On September 26, 2025, Ali Tongyi Qianwen made an official announcement, introducing its indigenous omni-modal large model, Qwen3-Omni. This model was pre-trained in a way that ensures no sacrifice in intelligence across different modalities. In a series of 36 audio and audiovisual benchmark tests, it achieved an impressive 32 open-source SOTA (State-of-the-Art) results and 22 overall SOTA results, surpassing the performance of closed-source powerhouses like Gemini-2.5-Pro. Built on the Thinker-Talker architecture, Qwen3-Omni offers a wide range of capabilities.
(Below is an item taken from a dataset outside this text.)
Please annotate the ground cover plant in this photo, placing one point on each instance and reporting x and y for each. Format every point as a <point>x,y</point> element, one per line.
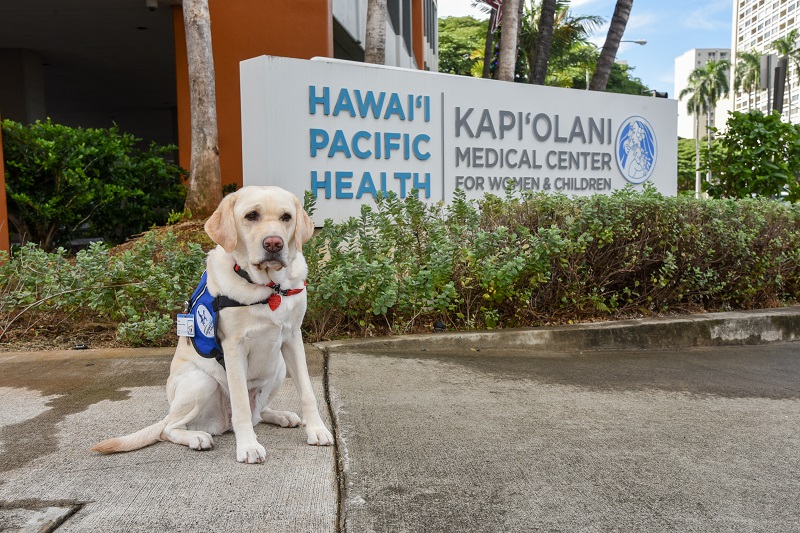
<point>65,183</point>
<point>404,265</point>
It supports text-based interaction in 119 languages, enabling seamless communication on a global scale. Moreover, it excels in speech understanding across 19 languages and speech generation in 10 languages. When it comes to real-time conversations, the model impresses with its low latency. Pure audio conversations experience a mere 211ms delay, while video conversations have a latency of just 507ms. Additionally, the model is capable of comprehending audio content that lasts up to 30 minutes, making it a versatile tool for various applications.